The claims came amid conspiracy theories circulating about the family of the temple administrators at Dharmasthala, currently headed by Veerendra Heggade, a BJP-allied Rajya Sabha member.
Chinnaiah produced a skull that he claimed was part of the “secret burials” he had conducted at the temple town. SIT investigations, however, revealed that the skull was given by an uncle of a 2012 teenage rape and murder victim in the region.
The 2012 murder probe did not stand up to legal scrutiny, and no one was found guilty in the end due to the tampering of evidence despite probes by the Central Bureau of Investigation (CBI), Criminal Investigation Department (CID) and the local police.
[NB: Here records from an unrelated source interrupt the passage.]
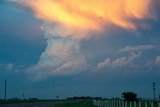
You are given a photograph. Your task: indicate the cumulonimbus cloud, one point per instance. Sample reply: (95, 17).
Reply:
(67, 23)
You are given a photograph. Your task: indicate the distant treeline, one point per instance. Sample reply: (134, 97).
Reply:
(16, 100)
(83, 97)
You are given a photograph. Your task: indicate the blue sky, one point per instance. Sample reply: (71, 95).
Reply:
(104, 65)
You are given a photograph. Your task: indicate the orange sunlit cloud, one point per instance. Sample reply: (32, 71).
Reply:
(91, 14)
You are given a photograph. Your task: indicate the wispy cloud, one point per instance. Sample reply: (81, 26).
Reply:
(119, 62)
(136, 48)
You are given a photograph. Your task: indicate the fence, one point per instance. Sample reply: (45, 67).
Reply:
(107, 103)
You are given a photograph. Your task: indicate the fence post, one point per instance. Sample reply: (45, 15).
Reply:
(151, 104)
(135, 104)
(117, 103)
(120, 104)
(139, 105)
(145, 104)
(130, 104)
(125, 103)
(158, 104)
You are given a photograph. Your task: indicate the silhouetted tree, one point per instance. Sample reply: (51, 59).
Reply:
(129, 96)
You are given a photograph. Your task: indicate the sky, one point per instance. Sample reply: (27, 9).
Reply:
(68, 48)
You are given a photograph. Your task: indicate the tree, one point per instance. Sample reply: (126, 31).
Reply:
(129, 96)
The complainant, who worked as a sanitation worker in Dharmasthala from 1995 to 2014 and whose identity remained protected initially, claimed that he witnessed some murders being committed in a “cruel manner” and that he was subsequently forced to dispose of the bodies.
“I have buried hundreds of bodies and the final rites were not performed respectfully. The guilt is haunting me and I believe that the final rites should be performed to pave a respectful farewell to the deceased,” he said in a letter sent to the police through advocates ahead of the filing of the case.